Basta ver uma prova para perceber que se um ciclista se escapa ao pelotão no início da etapa tem direito imediatamente a ter um dos múltiplos carros de apoio atrás de si. Se passados 20 km for apanhado ou a sua diferença para o pelotão for inferior a 1 minuto de diferença, tal situação levará os comissários a ter que mandar o carro da equipa aguardar na berma da estrada para deixar passar o pelotão e reentrar no comboio de carros de apoio. Noutras situações, o ciclista que se sacrifica a vir cá atrás buscar águas para os companheiros tem uma verdadeira epopeia pela frente visto que na rectaguarda existe uma parafernália de movimentações descuidadas realizadas por carros de directores desportivos, motos, ciclistas atrasados, carros dos colégios de comissários, etc.

ana paula marques

Fonte: Ana Paula Marques\Jornal Record

Contudo, sendo o ciclismo uma modalidade que depende obrigatoriamente de patrocínios para sobreviver, dependendo esses patrocínios do mediatismo que as transmissões televisivas das provas para todo o mundo trazem aos patrocinadores, estando comprovado actualmente que o retorno do investimento feito por uma empresa no patrocínio de uma equipa de alto nível é bastante superior à verba investida, como se podem ver aqui nestes exemplos da equipa portuguesa Efapel  e de várias equipas do World Tour, uma diminuição de efectivos por exemplo ao nível de reporters de imagem motorizados fará diminuir o interesse de algumas empresas. A diminuição do interesse de algumas empresas levará ao encerramento de algumas equipas e ao desemprego de centenas de agentes, visto que o ciclismo emprega mesmo muitas pessoas. Uma equipa de World Tour como a Tinkoff, cuja temporada de 2016 foi orçada em 25 de milhões de euros, por exemplo pode movimentar, como contabilizou recentemente a jornalista do Record Ana Paula Marques perto de 150 pessoas. Multipliquem portanto este número por 18 equipas de World Tour, 40 equipas da divisão pro-continental (com um staff ligeiramente inferior) e cerca de 100 da divisão Continental da UCI, equipas que já movimentam entre corredores, treinadores, mecânicos, médicos, fisioterapeutas e restante staff perto de 50 pessoas. Outra das soluções que podem ser pensadas é a possibilidade de deixarem de existir carros neutros de apoio, os carros que transportam bicicletas, rodas, água e suplementos energéticos básicos como coca-cola, bananas ou barras de gel energético de absorção rápida para assistência imediata aos corredores que furam o pneu durante as provas ou que não podendo pelas circunstância de “momento” (entenda-se como momento da decisão da prova) deslocar-se aos respectivos carros de apoio para receber esse material, obrigando portanto os carros de apoio a assegurar toda essa assistência indiferentemente das situações de corrida.

 

Comments

  1. Nascimento says:

    Ai tem pois!Espere para ver a barraca que vem ai quando começar a volta a França. Sabe quem a patrocina? Vinhos Chilenos!Vai dar boicote.A ameaça está feita.

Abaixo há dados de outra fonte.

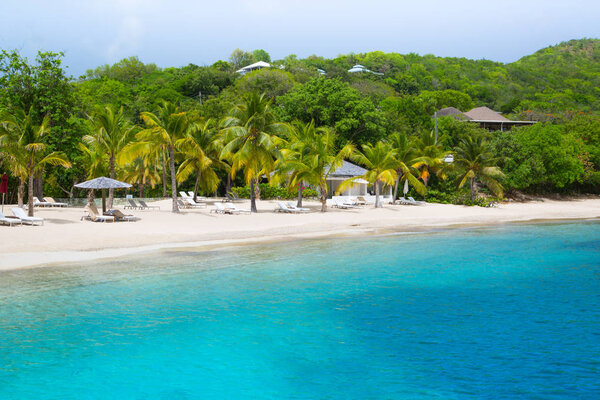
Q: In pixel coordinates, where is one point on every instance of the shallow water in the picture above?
(497, 313)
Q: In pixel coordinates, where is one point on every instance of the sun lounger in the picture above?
(132, 205)
(9, 221)
(416, 201)
(192, 203)
(338, 204)
(146, 206)
(38, 203)
(54, 203)
(119, 216)
(20, 214)
(292, 206)
(220, 209)
(235, 209)
(94, 214)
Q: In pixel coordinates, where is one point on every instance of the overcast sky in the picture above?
(179, 32)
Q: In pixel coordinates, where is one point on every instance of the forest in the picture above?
(278, 130)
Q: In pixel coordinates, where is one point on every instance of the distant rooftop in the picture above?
(485, 114)
(252, 67)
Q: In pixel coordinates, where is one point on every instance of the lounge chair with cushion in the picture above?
(119, 216)
(293, 207)
(20, 214)
(220, 209)
(132, 205)
(38, 203)
(54, 203)
(9, 221)
(233, 208)
(94, 214)
(146, 206)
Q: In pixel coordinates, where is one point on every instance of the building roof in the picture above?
(347, 169)
(485, 114)
(452, 112)
(256, 65)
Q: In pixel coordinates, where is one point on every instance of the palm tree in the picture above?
(310, 157)
(110, 131)
(22, 139)
(249, 131)
(163, 130)
(474, 158)
(201, 149)
(407, 161)
(431, 156)
(380, 162)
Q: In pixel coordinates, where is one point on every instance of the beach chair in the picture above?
(54, 203)
(416, 201)
(341, 205)
(181, 204)
(233, 208)
(119, 216)
(292, 206)
(146, 206)
(132, 205)
(20, 214)
(190, 202)
(38, 203)
(9, 221)
(220, 209)
(94, 214)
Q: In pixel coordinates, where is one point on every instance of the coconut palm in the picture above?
(22, 138)
(431, 156)
(407, 161)
(380, 163)
(163, 130)
(310, 157)
(201, 150)
(474, 158)
(249, 136)
(110, 131)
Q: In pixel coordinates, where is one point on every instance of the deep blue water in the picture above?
(498, 313)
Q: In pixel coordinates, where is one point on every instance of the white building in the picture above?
(253, 67)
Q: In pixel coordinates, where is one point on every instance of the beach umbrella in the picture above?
(3, 189)
(103, 183)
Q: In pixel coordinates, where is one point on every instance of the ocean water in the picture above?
(510, 312)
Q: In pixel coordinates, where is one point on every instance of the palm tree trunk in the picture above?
(173, 178)
(196, 186)
(252, 195)
(30, 194)
(323, 195)
(111, 191)
(21, 193)
(300, 189)
(396, 187)
(164, 175)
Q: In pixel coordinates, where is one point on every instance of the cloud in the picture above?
(127, 40)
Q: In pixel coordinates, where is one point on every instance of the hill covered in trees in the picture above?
(557, 85)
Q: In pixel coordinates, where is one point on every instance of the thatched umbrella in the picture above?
(103, 183)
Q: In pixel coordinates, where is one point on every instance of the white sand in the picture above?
(65, 238)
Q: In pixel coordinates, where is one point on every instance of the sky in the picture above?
(174, 33)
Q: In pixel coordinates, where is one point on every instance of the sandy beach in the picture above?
(64, 237)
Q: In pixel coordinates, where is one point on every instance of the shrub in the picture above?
(273, 192)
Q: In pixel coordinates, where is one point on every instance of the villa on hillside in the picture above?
(360, 186)
(485, 117)
(253, 67)
(361, 68)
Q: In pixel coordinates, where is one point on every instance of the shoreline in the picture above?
(278, 233)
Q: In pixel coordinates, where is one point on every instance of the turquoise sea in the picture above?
(510, 312)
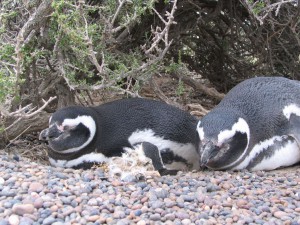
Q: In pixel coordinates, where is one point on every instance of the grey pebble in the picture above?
(49, 220)
(67, 196)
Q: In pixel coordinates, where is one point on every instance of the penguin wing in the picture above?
(294, 127)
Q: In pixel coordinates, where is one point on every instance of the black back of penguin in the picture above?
(119, 119)
(115, 125)
(248, 128)
(260, 101)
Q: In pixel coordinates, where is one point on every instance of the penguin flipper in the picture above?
(151, 151)
(295, 127)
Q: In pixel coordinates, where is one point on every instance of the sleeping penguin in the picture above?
(256, 127)
(80, 137)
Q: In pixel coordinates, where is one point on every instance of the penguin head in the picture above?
(224, 138)
(70, 129)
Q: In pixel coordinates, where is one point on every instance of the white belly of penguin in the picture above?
(186, 151)
(286, 155)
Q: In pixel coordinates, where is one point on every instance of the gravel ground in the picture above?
(31, 193)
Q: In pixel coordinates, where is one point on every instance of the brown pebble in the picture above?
(38, 203)
(137, 206)
(141, 222)
(14, 220)
(241, 203)
(145, 199)
(35, 187)
(54, 208)
(280, 214)
(93, 218)
(297, 210)
(22, 209)
(116, 183)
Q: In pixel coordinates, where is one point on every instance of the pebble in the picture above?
(21, 209)
(13, 219)
(32, 194)
(36, 187)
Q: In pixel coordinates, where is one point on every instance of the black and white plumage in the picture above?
(81, 136)
(256, 126)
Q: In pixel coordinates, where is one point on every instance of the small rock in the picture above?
(22, 209)
(93, 218)
(155, 217)
(49, 221)
(186, 221)
(3, 222)
(241, 203)
(14, 220)
(36, 187)
(280, 214)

    • Que non-sense é esse?

      • Nascimento says:

        É o que se está a prever na próxima edição da volta á França.O pessoal dos terroires já ameaçou. É ler o que dizem as noticias dos franciús.

        • Não estranhava se o Tour estivesse nos planos do Daesh. É uma prova com um mediatismo enorme, com um aglomerado de pessoas enorme nas chegadas ao sprint e nas etapas de montanha e com uma segurança muito mais reduzida do que por exemplo o futebol.